それでも俺の指示にレントラーは力強く頷き攻撃のチャンスをうかがいはじめた。
限界は近い。ここで凌がなければ俺達は連れて行かれる。
尋常ではないプレッシャーを放つ、あの黒い怪物はすぐそこまで迫っている。
「うおおおおおおおっ」
ゴルバットの大群を従え俺達を執拗に襲うその怪物は腹部の亀裂から青白く光る不気味な手を出している。
その手が手招きをしているように見えるのは俺の気のせいなのか。どちらにせよこのゴルバット達を倒さない限り道は拓けない。
進む道の選択肢は四つ。今入ってきた南の入り口か、北か、西か、東か。
ぽっかりと開くその穴の先はブラックホールになっているのではと疑う程不自然に光をシャットアウトしている。
「よし、今だっ!」
ゴルバットのエアカッターを回避し体勢を立て直すレントラー。
まさに絶好の攻撃チャンスだ。これを逃せば体力切れで俺たちは捕まってしまうだろう。
それはレントラーも分かっている。だからこそ、その瞳にはいつも以上に強い光が宿っていた。
────こんな所で死んでたまるか
「いっけええええええええええええええええ」
ゴルバットの群れの中心に向かいレントラーが走り出す。その身に黄金の火花を纏いながら。
「おっはよー! 十二時間ぶりだねぇ、会いたかったよぉ」
その女はいつも明るかった。キマワリを抱きながら満面の笑みで挨拶をする。
それが彼女の日常だった。
「ねぇ、おはよぉってばぁ」
「おはよ」
俺はいつも暗かった。挨拶をされても振り向かず、言葉だけで冷たくあしらう。
それが俺の日常だった。
「あぁん、もぅそんなポーズとったって無駄よ? 私には貴方の気持ちがお見通しなの」
キマワリを突き付けながら女はわざとらしく体をくねくねさせながら俺の腕に抱きついてくる。

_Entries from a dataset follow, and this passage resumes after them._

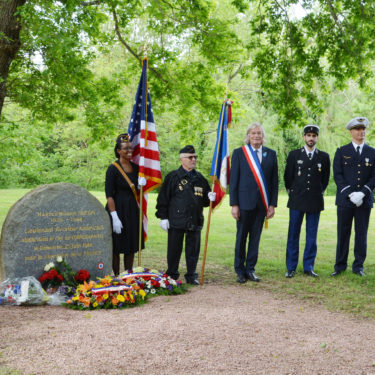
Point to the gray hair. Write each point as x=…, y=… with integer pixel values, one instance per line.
x=251, y=127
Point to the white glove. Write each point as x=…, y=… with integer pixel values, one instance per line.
x=164, y=224
x=142, y=181
x=211, y=196
x=116, y=223
x=356, y=198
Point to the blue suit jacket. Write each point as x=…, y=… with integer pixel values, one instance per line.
x=353, y=173
x=243, y=188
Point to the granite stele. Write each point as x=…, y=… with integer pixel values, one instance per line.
x=56, y=220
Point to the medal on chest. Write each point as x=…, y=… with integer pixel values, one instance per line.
x=198, y=191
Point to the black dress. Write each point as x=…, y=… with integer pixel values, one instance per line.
x=116, y=187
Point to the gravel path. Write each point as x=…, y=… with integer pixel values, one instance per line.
x=209, y=330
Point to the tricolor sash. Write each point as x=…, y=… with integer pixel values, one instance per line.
x=256, y=169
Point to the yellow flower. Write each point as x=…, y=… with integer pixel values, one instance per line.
x=142, y=293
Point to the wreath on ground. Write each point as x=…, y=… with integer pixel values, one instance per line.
x=130, y=288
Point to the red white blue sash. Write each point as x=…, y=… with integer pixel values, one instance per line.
x=256, y=169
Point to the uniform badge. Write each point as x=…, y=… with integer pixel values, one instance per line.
x=198, y=191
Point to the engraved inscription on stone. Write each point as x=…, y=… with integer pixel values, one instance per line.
x=56, y=220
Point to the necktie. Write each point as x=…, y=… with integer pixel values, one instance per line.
x=257, y=155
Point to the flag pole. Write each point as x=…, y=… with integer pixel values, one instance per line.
x=141, y=187
x=213, y=184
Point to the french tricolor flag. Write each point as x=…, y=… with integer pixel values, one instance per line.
x=220, y=168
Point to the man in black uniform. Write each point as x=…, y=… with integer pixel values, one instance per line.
x=306, y=177
x=180, y=204
x=354, y=173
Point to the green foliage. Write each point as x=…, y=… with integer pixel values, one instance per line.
x=294, y=57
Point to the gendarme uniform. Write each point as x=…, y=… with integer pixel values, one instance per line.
x=354, y=172
x=306, y=177
x=181, y=200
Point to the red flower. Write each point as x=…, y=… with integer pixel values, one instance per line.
x=82, y=275
x=53, y=273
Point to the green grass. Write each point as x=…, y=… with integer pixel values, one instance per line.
x=348, y=292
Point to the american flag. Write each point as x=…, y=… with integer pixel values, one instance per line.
x=220, y=168
x=142, y=133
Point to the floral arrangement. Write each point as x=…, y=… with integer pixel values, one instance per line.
x=81, y=276
x=61, y=275
x=131, y=288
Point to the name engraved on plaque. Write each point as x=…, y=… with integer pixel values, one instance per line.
x=64, y=239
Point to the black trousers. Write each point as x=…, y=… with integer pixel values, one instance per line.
x=249, y=225
x=345, y=217
x=192, y=248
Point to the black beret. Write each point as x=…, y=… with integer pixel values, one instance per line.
x=189, y=149
x=311, y=129
x=123, y=138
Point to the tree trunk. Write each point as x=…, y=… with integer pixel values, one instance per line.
x=10, y=26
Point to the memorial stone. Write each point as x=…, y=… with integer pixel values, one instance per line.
x=56, y=220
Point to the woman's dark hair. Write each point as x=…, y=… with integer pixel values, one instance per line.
x=121, y=139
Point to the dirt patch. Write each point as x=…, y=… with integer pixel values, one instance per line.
x=209, y=330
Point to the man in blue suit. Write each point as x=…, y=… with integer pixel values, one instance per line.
x=253, y=197
x=354, y=173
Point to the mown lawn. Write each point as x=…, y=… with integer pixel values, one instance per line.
x=348, y=292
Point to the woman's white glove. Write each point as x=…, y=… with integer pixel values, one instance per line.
x=357, y=198
x=164, y=224
x=212, y=196
x=116, y=223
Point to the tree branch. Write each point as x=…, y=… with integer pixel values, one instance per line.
x=126, y=45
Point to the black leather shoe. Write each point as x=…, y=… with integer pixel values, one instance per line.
x=359, y=273
x=194, y=282
x=290, y=274
x=241, y=279
x=311, y=273
x=335, y=273
x=253, y=277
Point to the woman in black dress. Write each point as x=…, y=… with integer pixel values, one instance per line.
x=120, y=188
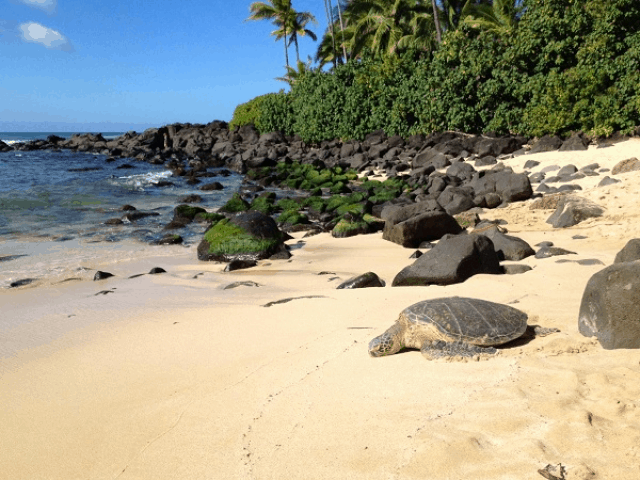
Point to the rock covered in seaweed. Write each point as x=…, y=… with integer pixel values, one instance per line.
x=247, y=236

俺はキマワリの顔をわしづかみにして彼女におしつけながらそれを回避した。
「ああっ私のキマワリ!」
涙目になりながらキマワリを抱きしめる女。
これがトレーナーズスクールに通う、俺とこの女の日常だった。
「おはよーキマちゃん、大丈夫?」
「全然大丈夫じゃないよぉ! 見て私のキマワリ、すごく痛そう」
「う、う〜ん、そうだね……顔は笑ってるけどね」
苦笑しながら彼女に声をかけてきたのはクラスメイトだ。名前は知らない。覚えていない。ちなみにこのキマワリ女の名前も覚えていない。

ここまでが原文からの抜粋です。